Authors: Richard Nisa*, Fairleigh Dickinson University
Topics: Political Geography, Historical Geography
Keywords: Vietnam War, Transpacific Studies, Carceral Geography
Session Type: Paper
Start / End Time: 1:20 PM / 3:00 PM
Room: Grand Ballroom B, Astor, 2nd Floor
Presentation File: No File Uploaded
In this paper, I explore the transnational circuits of labor, materials requisitioning and supply, and architectural design and engineering that facilitated the production of prisoner of war camps in the Vietnam War. The Vietnam War saw two distinct detention systems, each with its own history and internal practices.

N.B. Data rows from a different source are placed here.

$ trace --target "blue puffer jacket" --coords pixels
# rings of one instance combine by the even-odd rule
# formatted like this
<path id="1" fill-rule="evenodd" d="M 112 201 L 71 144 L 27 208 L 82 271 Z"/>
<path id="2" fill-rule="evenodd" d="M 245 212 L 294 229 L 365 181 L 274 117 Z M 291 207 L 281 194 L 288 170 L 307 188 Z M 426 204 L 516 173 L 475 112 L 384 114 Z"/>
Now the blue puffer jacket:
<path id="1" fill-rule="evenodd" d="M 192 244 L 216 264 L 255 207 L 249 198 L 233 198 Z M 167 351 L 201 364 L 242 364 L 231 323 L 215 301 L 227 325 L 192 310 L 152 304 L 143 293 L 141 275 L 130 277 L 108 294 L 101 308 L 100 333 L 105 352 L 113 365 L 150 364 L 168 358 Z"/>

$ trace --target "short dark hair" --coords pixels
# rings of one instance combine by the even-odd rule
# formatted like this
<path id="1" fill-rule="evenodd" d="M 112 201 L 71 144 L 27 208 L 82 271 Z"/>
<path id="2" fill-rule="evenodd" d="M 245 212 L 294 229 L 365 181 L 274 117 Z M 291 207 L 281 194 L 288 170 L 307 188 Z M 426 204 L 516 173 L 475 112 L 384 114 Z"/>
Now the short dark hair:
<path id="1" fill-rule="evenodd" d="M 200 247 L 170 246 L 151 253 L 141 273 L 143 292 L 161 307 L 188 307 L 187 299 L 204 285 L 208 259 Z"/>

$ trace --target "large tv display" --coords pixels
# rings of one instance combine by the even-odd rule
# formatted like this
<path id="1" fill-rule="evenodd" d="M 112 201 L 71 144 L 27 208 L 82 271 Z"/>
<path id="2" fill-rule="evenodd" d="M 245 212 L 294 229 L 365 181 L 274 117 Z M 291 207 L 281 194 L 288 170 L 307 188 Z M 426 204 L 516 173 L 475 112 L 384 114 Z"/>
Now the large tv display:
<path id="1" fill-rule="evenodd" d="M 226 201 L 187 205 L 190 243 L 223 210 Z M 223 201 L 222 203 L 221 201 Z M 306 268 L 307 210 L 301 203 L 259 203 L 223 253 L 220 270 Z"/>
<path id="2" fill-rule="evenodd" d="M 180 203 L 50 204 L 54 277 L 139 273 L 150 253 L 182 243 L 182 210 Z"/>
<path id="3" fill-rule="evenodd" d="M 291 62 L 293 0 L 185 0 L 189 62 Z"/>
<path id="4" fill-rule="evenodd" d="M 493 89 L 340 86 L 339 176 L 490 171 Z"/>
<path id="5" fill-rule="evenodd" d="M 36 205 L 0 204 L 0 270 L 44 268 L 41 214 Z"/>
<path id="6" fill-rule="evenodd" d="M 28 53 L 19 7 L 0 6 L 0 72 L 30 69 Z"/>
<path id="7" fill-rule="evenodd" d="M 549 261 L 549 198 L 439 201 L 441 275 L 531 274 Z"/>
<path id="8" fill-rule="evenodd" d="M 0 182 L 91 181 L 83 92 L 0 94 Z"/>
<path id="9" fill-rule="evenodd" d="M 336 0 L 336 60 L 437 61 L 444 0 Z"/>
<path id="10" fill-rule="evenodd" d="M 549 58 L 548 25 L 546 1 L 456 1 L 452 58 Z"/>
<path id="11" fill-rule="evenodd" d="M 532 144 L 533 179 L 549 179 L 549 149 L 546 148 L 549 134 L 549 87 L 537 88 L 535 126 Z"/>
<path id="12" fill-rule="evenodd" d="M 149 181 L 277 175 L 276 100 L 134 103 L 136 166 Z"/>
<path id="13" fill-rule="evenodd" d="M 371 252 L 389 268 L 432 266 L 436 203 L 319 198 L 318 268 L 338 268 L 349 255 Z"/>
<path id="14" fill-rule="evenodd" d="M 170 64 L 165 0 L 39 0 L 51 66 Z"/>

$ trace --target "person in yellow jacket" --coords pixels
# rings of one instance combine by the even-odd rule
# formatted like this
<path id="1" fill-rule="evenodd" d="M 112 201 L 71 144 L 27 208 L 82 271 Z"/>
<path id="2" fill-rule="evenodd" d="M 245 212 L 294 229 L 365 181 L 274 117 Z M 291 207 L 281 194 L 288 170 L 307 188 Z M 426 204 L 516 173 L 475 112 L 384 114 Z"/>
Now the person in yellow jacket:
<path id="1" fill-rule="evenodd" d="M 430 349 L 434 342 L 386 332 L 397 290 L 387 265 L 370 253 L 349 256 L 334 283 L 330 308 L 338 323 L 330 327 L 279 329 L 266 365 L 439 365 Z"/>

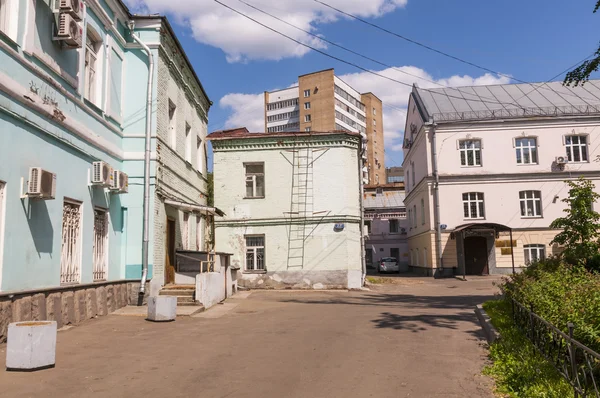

First was the provincial and national prison system already in place when US military advisors arrived, run by the South Vietnamese police apparatus built on the skeletons of the French colonial system. This civilian infrastructure included both prisons (for convicted criminals) and jails (for those either serving sentences of less than a year or waiting for sentencing). These spaces came together at the nexus of French colonial rule and US Cold War empire. As such, they represent the coming together of a suite of transnational spaces consisting of encounters between private military contractors, Vietnamese logistics labor and proxy police forces. In this exploratory paper, I describe this dynamic set of spaces and the performance of the spaces between things themselves—technological objects, police apparatuses, civilian and military populations—in a spatial and historical context.